The result is that states do by far the largest share of governing in America. They write most law and give content to even more through interpretation and administration. Most government that affects us in our everyday social roles--as workers, consumers, taxpayers, owners and citizens--tends first or finally to run through states. Economic development, healthcare and abortion access, privacy rights, marriage and the family, wage standards, public safety, criminal justice, prisons, air and water quality, education and training, consumer protection, transportation, libraries and other community public goods--these are just a few examples. In many of these critical areas, in fact, states shoulder primary responsibility.
Devolution has given states additional powers and responsibilities. Over the past two decades, successive waves of "new federalism" have "block-granted" money for states with few if any federal restrictions on its use. New national programs in education and training, housing, transportation and economic development have been federalized from the start. And older ones, as in the environment, have become increasingly state-led. All this has increased their standing relative to national government.
Government spending numbers tell this story. In the 1950s the federal and state/local government shares of GDP were roughly equivalent. Now states are far bigger in most ordinary government operations. Entering the new millennium, the federal government was basically a gigantic military operation, a couple of large insurance programs for old people, and a privileged manager of money, credit and debt. By 2000--outside military spending, transfer payments and debt service--its operation claimed only 2 percent of GDP. States, in contrast, claimed 10 percent. And this was before Bush & Co. took a further wrecking ball to what was left of the nonmilitary nation-state, and Grover Norquist declared his dream of shrinking it to bathtub size.

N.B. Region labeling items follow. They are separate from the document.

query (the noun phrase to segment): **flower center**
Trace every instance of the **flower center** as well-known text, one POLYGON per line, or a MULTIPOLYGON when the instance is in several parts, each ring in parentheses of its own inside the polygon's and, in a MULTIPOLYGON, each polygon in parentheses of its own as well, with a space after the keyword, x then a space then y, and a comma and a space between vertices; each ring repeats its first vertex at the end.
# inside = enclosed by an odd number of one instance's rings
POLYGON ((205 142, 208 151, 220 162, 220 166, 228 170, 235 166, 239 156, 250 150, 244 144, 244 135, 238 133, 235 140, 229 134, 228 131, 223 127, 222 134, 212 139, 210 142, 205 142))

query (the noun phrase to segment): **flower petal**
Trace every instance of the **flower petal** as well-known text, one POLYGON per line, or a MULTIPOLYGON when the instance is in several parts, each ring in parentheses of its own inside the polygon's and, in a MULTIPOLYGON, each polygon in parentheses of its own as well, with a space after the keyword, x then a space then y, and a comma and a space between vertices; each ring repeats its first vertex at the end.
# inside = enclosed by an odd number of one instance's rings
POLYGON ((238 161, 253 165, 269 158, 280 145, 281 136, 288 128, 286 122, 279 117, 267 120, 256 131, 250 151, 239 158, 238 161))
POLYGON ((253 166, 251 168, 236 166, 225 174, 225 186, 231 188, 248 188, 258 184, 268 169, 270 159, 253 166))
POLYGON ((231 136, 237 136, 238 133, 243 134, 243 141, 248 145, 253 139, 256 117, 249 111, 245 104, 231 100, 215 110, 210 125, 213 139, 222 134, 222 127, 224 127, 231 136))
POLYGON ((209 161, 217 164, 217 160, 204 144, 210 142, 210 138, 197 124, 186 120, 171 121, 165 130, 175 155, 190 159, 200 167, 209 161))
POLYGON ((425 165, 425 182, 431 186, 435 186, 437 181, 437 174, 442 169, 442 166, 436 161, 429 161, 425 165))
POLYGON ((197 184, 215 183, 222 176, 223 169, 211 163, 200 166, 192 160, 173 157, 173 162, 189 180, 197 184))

States are also arbiters of the most fundamental transaction in democratic politics: the electoral transfer of power. States control elections, all elections, more or less from top to bottom. It is state legislatures, not the Constitution, that give us our "winner takes all" election system and its resulting two-party duopoly. It is states that determine the boundaries of all election districts, including Congressional ones, which largely determine which party's representative will occupy them. It is states that, through their regulation of poll access, voter eligibility, election schedules, voting times, methods of vote counting and much else, make the final determination of the active and counted electorate. And it is state electorates, never some elusive national one, that decide all US elections. This of course includes the election of the President, who is (usually) chosen by an Electoral College, composed of delegations of state electors. But even here state legislatures have a further role, since they determine whether or not those delegations will be proportional to the popular vote. Control of state government thus allows control of the size and shape of the electorate, the parties competing for its vote and the accuracy of that vote's representation in both national government and at home.
So far as democratic fundamentals go, it's hard to get more basic than this. And even for those who care only about national politics, this gives a clear reason to care about state ones, for these decisions matter in the construction of national government. As Texas's Tom DeLay has recently shown us (joined by less publicized Republican colleagues in Florida, Michigan, Ohio and Pennsylvania), legislative redistricting gives states effective power over the Congress. As we learned in Florida in 2000, and may learn again in a few weeks' time, state-controlled voting procedures can even choose the President.